Jess caught Twilight’s gaze. He nodded. “Yes, Jess. You have it in one. Regarding Glist. Playing the friend, slipping one of the laborer’s a flask of potent brandy. Glist followed them, lounging about, just in sight of their quarters with the darkest of smiles. I checked inside. The entire family was lost in a stupor.”
Jess nodded. Hot rum toddys a treat many families shared together in the evening. No more than once in a while and no harm done, but in this case, the entire family drugged into a deadly stupor.
Jess felt her heart race in anxious panic, redoubling her speed as her familiar loped just ahead, desperate to get there in time.
Shouts off in the distance.
Screams and panicked roars.
Jess felt a sickening lurch in her stomach.
“That was Malek!”
Twilight nodded. “Faster, mistress. Your fool of a Hound is in trouble once more.”
Jess grimaced, turning the corridor, then another and another, winding down passageways she had explored infrequently at best, then not at all, desperately keeping Twilight in sight, seeing at last figures struggling at the very end of this final hall. As deep within the bowels of Highrock as she had ever been.
The panicked features of a tow-headed boy locked upon her own, hands and feet bound by Glist himself, and for all that the movements were drugged, still he pummeled the sobbing boy, who cried out, crumpling into a ball.

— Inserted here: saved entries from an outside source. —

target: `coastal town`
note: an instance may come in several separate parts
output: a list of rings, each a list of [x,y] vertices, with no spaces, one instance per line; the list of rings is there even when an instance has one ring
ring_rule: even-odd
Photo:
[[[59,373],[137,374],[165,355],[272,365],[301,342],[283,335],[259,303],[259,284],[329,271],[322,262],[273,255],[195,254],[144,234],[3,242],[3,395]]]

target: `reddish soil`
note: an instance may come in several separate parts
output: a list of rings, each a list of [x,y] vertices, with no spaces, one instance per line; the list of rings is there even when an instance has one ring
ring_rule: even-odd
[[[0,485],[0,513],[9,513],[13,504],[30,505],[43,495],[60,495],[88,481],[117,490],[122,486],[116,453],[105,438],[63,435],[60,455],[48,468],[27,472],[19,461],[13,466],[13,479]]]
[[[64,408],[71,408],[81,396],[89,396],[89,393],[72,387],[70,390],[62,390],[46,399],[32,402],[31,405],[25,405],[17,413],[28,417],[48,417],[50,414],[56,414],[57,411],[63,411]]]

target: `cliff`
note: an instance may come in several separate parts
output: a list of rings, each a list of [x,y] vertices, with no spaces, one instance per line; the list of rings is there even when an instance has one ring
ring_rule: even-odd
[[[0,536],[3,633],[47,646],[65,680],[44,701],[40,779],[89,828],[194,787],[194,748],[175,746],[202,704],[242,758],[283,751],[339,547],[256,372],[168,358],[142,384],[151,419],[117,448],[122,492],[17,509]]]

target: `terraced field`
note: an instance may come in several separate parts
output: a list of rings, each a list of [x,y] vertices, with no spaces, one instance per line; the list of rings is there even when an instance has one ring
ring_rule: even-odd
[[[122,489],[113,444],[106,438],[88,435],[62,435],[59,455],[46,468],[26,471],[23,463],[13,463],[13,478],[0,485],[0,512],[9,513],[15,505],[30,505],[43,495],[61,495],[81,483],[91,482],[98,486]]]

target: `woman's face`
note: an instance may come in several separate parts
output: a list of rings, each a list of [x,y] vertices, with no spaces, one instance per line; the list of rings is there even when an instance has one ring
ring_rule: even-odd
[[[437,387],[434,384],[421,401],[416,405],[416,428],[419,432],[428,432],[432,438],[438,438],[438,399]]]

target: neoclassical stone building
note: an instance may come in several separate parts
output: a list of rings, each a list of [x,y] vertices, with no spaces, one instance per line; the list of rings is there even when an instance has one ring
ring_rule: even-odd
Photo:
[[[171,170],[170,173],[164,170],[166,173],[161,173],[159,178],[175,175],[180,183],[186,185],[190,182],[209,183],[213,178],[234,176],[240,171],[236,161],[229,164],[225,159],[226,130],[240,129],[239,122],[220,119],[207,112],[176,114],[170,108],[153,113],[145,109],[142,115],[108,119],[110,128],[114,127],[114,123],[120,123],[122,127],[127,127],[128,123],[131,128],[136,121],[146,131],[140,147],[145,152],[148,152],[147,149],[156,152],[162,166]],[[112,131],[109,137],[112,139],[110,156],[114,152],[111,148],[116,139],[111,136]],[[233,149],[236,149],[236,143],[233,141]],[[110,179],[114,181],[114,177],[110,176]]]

“Behave, worm, lest you’d have me smash open all your pretty teeth!” Glist cursed before pivoting around, locking gazes with Jess.
His eyes widened, backing towards the massive door at the very rear of the abandoned corridor. Jess swallowed, a shiver running down her soul. She did not recall ever having explored this far before, did not think there were any corridors this deep, plunging straight into Highrock mountain.